Thread: Re: [HACKERS] Fix PID file location?

I have generated the following patch that moves postmaster.pid into the
configuration directory.  pg_ctl only knows about the configuration
directory because it can't read postgresql.conf, so it seems that is the
right place to move it.

I have tested it and it seems to work. I would like to backpatch this to
8.0.X because it is currently broken without it.  This patch does
require that the postgres unix user have write permission in the
configuration directory to create the pid file on startup.

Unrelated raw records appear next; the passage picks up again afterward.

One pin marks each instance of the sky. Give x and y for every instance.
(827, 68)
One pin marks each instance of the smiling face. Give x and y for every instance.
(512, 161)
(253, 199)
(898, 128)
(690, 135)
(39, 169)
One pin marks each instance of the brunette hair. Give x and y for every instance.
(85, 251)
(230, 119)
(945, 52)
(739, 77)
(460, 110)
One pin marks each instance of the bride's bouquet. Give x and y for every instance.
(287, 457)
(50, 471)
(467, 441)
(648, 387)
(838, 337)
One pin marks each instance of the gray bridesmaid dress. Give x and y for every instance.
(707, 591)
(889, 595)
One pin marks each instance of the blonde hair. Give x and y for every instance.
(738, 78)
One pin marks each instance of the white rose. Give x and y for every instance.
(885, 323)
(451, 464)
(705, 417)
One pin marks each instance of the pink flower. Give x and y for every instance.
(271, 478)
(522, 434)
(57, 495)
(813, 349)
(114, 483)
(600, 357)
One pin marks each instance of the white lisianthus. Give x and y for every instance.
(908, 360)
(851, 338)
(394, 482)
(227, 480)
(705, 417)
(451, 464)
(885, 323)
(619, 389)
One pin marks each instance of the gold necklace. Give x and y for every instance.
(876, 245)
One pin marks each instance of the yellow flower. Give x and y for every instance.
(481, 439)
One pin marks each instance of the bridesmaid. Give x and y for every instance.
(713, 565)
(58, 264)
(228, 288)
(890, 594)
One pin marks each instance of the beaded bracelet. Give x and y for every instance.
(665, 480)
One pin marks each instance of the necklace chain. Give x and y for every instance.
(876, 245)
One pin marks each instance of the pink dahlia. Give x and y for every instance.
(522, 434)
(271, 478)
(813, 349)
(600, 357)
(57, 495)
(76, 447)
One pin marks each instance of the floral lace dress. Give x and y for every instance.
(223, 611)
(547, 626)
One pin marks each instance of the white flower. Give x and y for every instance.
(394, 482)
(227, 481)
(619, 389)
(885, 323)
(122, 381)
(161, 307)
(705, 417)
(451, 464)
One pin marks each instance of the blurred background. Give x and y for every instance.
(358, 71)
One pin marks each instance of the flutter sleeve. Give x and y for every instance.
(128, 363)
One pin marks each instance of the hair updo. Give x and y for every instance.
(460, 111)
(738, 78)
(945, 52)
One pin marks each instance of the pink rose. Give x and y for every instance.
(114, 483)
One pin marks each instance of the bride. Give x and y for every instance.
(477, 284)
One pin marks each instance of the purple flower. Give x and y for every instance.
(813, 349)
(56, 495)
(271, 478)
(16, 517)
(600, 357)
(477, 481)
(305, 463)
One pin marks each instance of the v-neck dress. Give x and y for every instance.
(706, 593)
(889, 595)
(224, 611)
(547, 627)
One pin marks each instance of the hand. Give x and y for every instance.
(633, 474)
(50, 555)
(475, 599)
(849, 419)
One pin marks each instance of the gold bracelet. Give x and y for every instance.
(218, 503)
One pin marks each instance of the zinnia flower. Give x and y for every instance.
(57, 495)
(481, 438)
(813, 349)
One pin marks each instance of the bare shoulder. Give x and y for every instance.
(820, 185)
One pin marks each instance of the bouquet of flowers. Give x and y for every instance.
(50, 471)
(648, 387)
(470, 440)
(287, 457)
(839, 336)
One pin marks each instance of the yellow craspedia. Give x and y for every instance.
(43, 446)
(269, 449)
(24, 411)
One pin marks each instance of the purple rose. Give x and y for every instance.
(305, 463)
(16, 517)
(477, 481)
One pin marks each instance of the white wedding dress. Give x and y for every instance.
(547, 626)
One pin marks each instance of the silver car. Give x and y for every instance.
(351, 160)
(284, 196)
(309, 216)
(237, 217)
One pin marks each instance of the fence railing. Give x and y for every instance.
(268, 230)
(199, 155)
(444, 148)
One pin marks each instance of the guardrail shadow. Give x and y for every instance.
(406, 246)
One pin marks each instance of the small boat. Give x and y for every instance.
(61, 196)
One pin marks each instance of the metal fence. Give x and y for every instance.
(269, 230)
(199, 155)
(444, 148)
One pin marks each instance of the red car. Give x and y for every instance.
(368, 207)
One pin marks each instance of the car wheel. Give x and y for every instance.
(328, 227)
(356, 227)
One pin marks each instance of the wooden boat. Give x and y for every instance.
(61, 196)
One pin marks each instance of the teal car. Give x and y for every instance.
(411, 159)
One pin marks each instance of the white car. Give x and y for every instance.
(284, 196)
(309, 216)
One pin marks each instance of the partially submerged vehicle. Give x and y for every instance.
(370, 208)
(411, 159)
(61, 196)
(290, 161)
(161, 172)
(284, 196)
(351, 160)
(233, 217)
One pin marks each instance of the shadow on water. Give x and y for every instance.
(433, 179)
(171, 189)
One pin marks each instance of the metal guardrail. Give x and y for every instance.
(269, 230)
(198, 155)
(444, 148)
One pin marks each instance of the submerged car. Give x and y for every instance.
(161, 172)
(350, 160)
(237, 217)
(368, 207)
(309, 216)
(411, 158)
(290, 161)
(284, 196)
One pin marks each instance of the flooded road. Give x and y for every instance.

---------------------------------------------------------------------------

Josh Berkus wrote:
> Hey, folks,
>
> I've noticed a problem with alternate PGDATA locations.  Here's how to
> reproduce:
>
> On 8.0.2 on RHAS4:
>
> 1) Initdb a directory (on my system, /pgdata/pgdata)
> 2) Move the .conf files to an alternate location ( /etc/pgsql/)
> 3) Set $PGDATA to the alternate location ( /etc/pgsql )
> 4) Edit postgresql.conf to support this file arrangement
>     data_directory = '/pgdata/pgdata'
> 5) pg_ctl start PostgreSQL
> 6) pg_ctl stop PostgreSQL
> 7) Get an error:  "No PID file found".
>
> The problem seems to be that pg_ctl expects the PID file to be in $PGDATA, but
> the file actually gets written by the postmaster to the actual data
> directory.  You can work around this by setting "external_pid_file", but this
> then prevents you from using external_pid_file for another purpose.
>
> Seems like it should be a relatively easy fix, although I'm not sure whether
> the postmaster should write the PID to $PGDATA, or whether pg_ctl should be
> made to look in the right place.  Probably the latter.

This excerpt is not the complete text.